IEEE Distinguished Lecture on Machine Learning in Digital Medicine by Prof. Giorgio Quer
Machine Learning in Digital Medicine
Digitalize human beings using biosensors to track our complex physiologic system, process the large amount of data generated with artificial intelligence (AI) and change clinical practice towards individualized medicine: these are the goals of digital medicine. At Scripps, we are a team of computer scientists, engineers, and clinical researchers, in partnership with health industries, and we propose new solutions to analyze large longitudinal data using statistical learning and deep convolutional neural networks to address different cardiovascular health issues. One of the greatest contributors to premature mortality worldwide is hypertension. Lowering blood pressure (BP) by just a few mmHg can bring substantial clinical benefits, but it is hard to assess the “true” BP for an individual, since it fluctuates significantly. With a dataset of 16 million BP measurements, we unveil the BP patterns and provide insights on the clinical relevance of these changes. Another prevalent health issue is atrial fibrillation (AF), the most common sustained cardiac arrhythmia, associated with stroke, heart failure and coronary artery disease. AF detection from single-lead electrocardiography (ECG) recordings is still an open problem, as AF events may be episodic and the signal noisy. We conduct a thoughtful analysis of recent convolutional neural network architectures developed in the computer vision field, redesigned to be suitable for a one-dimensional signal, and we evaluate their performance in the detection of AF using 200 thousand seconds of ECG, highlighting the potential and pitfall of this technology. Looking to the future, we investigate new applications for wearable devices and advanced processing in the All of Us Research Program, an unprecedented research effort to gather data from one million people in the USA to accelerate the advent of precision medicine.

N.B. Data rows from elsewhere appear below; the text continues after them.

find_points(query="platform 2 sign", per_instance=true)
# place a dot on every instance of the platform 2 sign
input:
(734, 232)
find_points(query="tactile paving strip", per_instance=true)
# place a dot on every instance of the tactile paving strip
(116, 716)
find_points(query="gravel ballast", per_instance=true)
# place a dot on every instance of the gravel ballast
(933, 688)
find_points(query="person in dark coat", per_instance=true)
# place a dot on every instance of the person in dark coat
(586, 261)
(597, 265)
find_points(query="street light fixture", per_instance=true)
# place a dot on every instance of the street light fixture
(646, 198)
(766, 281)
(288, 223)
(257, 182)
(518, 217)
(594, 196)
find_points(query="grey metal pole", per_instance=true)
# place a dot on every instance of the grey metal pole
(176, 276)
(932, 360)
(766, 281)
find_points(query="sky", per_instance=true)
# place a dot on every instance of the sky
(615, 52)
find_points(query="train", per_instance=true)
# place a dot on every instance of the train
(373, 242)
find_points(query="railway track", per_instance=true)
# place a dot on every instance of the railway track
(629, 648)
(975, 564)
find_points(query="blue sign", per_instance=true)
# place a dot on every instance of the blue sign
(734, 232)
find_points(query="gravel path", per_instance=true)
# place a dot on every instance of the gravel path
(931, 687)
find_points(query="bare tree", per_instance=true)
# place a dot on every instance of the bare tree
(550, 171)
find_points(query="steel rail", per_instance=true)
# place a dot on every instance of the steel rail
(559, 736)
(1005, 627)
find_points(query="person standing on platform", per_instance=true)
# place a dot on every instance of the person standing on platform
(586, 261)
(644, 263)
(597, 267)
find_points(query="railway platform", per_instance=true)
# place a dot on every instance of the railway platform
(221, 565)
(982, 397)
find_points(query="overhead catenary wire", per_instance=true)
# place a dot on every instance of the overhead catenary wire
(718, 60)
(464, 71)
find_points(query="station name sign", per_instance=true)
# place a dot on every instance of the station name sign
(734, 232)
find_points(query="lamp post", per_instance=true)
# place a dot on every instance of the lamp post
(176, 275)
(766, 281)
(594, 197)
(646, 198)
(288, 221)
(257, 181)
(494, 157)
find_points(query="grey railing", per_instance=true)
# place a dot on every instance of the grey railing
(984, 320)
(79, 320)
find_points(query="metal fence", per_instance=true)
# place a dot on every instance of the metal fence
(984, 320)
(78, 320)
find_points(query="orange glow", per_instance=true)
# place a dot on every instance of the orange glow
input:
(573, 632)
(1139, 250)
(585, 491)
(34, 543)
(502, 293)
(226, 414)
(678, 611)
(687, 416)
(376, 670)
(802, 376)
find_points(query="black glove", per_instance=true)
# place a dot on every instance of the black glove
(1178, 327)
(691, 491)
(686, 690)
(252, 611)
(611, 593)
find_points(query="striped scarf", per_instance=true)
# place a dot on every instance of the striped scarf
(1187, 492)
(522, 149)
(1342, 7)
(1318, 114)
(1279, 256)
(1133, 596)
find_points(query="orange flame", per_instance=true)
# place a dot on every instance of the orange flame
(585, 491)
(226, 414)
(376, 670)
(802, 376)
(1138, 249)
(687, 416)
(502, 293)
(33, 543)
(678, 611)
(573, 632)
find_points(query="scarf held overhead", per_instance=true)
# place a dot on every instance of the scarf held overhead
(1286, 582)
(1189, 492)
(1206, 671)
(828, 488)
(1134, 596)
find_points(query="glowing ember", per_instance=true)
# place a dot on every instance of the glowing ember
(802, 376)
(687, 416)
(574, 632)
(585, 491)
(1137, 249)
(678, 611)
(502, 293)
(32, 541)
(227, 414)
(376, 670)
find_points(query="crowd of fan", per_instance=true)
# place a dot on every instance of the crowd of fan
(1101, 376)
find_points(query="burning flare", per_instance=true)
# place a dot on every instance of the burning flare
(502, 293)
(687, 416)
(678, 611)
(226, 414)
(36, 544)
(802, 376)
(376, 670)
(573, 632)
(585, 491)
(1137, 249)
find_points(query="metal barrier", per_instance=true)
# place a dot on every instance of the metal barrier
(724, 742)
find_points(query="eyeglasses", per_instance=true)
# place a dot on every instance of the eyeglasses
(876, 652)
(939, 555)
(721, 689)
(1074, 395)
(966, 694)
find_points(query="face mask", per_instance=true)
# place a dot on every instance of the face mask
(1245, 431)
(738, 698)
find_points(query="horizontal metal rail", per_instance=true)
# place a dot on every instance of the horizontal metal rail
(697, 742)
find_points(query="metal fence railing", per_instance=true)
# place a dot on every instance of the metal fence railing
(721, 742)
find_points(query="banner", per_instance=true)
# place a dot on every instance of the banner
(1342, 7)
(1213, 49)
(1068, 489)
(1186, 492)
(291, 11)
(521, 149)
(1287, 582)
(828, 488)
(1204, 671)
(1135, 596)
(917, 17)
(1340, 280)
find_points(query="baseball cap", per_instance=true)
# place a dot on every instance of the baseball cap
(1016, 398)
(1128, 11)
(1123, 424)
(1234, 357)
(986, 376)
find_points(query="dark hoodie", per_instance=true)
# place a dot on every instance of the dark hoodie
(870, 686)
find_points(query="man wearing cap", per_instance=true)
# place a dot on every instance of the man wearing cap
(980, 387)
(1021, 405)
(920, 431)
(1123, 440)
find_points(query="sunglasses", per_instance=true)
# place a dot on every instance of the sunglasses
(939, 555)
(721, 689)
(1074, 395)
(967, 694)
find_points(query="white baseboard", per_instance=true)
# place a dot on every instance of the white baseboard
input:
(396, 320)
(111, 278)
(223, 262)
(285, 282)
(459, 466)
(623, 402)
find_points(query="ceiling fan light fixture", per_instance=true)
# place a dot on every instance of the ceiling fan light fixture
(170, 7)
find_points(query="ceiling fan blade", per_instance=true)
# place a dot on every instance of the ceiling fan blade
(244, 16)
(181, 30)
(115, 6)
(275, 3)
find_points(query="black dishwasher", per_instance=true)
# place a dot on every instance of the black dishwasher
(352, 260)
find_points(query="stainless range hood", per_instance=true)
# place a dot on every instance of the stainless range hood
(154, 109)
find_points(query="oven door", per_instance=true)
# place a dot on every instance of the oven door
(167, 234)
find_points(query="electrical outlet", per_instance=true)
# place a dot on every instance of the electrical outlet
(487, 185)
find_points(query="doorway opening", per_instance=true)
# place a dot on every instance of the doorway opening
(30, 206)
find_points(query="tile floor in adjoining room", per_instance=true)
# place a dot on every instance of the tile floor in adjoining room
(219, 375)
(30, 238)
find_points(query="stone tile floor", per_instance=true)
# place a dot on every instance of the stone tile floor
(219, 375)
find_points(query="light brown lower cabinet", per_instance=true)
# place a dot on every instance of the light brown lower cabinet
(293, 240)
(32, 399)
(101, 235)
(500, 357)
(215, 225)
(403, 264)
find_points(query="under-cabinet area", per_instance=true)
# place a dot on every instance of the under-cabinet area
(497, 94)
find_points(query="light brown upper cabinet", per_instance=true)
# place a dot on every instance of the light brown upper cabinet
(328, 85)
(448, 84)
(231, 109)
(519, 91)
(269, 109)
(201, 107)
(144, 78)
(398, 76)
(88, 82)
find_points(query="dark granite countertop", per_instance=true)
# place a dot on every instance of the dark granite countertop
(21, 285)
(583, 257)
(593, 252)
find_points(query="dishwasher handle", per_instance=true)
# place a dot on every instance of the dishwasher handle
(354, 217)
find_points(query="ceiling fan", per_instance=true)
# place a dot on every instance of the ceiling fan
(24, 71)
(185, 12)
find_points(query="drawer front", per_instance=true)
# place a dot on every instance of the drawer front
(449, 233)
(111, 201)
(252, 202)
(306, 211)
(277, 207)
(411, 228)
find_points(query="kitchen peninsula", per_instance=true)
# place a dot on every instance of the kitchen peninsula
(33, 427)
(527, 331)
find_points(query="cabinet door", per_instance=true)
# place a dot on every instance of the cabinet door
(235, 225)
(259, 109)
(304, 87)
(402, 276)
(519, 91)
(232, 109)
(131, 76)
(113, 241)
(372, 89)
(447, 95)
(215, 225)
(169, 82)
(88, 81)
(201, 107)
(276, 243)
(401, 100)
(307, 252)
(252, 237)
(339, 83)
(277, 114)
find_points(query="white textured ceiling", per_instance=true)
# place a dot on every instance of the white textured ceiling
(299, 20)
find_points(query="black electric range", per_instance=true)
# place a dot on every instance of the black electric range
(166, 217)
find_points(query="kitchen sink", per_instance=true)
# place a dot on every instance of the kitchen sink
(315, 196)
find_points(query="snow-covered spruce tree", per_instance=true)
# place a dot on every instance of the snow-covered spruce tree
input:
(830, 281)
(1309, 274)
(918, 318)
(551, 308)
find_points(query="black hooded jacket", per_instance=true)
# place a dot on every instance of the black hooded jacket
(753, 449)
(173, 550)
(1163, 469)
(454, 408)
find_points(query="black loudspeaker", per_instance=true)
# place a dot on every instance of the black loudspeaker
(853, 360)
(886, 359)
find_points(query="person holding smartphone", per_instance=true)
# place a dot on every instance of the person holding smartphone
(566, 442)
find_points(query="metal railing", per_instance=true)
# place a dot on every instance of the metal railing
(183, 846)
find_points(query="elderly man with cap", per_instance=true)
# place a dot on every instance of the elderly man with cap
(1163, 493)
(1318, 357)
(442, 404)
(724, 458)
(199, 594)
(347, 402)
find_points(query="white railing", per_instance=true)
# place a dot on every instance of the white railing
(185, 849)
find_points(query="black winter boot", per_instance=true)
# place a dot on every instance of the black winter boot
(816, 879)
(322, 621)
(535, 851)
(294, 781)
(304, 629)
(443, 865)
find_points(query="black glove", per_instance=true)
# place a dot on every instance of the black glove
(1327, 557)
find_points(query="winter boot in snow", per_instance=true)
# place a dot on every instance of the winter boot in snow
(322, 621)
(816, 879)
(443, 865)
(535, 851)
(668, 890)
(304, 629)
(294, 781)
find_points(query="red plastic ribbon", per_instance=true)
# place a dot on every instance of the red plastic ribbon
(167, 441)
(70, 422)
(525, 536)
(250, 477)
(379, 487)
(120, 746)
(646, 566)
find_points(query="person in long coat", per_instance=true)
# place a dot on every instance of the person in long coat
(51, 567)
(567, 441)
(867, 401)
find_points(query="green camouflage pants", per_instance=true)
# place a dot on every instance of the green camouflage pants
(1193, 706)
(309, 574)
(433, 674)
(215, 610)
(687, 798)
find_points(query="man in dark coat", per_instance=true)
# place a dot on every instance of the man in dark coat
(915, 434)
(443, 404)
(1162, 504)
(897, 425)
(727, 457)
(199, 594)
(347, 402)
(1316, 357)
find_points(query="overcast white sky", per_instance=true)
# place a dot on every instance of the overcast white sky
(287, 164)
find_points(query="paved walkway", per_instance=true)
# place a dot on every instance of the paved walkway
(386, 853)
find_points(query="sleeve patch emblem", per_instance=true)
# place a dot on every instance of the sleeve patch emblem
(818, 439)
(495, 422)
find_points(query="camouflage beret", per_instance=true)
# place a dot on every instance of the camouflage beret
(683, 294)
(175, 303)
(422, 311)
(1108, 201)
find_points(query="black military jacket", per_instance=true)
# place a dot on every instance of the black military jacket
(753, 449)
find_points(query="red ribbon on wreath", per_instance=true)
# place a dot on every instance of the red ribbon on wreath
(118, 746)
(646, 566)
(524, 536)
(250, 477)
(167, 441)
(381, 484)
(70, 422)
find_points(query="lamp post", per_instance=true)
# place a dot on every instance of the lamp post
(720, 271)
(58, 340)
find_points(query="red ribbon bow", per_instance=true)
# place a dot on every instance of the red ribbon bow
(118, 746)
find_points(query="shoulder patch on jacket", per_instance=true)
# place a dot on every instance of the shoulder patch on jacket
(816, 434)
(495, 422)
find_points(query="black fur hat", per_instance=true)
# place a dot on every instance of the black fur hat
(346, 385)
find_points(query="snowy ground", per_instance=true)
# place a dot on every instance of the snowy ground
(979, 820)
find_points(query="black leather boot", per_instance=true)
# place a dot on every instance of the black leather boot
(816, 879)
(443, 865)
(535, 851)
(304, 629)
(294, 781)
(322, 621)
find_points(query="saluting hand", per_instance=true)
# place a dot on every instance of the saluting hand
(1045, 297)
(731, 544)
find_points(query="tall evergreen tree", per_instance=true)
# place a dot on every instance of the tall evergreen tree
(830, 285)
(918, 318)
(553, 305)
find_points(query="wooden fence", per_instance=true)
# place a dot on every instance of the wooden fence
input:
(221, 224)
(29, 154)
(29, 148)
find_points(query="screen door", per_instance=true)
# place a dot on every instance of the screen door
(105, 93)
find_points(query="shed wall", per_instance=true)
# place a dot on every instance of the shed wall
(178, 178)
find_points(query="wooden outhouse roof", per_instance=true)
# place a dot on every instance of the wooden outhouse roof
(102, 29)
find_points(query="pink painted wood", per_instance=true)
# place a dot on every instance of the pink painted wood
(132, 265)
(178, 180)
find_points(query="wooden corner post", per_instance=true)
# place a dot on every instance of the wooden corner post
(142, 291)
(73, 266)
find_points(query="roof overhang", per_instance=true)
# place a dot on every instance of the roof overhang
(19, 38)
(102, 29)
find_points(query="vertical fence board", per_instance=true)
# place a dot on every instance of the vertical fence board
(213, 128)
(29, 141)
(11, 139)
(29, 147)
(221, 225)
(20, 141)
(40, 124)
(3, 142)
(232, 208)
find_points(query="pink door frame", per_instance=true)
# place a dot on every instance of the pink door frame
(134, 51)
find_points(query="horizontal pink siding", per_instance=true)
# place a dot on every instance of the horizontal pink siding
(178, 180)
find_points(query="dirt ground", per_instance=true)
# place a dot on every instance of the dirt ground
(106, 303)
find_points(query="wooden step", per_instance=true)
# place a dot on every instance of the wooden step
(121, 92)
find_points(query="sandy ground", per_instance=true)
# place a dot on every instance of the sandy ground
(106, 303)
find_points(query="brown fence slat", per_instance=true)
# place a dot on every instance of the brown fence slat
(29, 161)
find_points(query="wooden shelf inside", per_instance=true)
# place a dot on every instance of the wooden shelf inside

Dr. Giorgio Quer is a Sr. Research Scientist at the Scripps Research (SR) in San Diego, California, and the Director of Artificial Intelligence at the SR Translational Institute. He received the B.Sc. degree, the M.Sc. degree (with honors) in Telecommunications Engineering and the Ph.D. degree (2011) in Information Engineering from University of Padova, Italy. In 2007, he was a visiting researcher at the Centre for Wireless Communication at the University of Oulu, Finland. During his Ph.D., he proposed a solution for the distributed compression of wireless sensor networks signals, based on the joint exploitation of Compressive Sensing and Principal Component Analysis. From 2010 to 2017, he was a visiting scholar at the California Institute for Telecommunications and Information Technology and then a postdoc at the Qualcomm Institute, University of California San Diego (UCSD), working on cognitive networks protocols and implementation. He is a Senior Member of the IEEE, a member of the American Heart Association (AHA), and a Distinguished Lecturer for the IEEE Communications society. His research interests include wireless sensor networks, compressive sensing, probabilistic models, deep convolutional networks, wearable sensors, physiological signal processing, and digital medicine.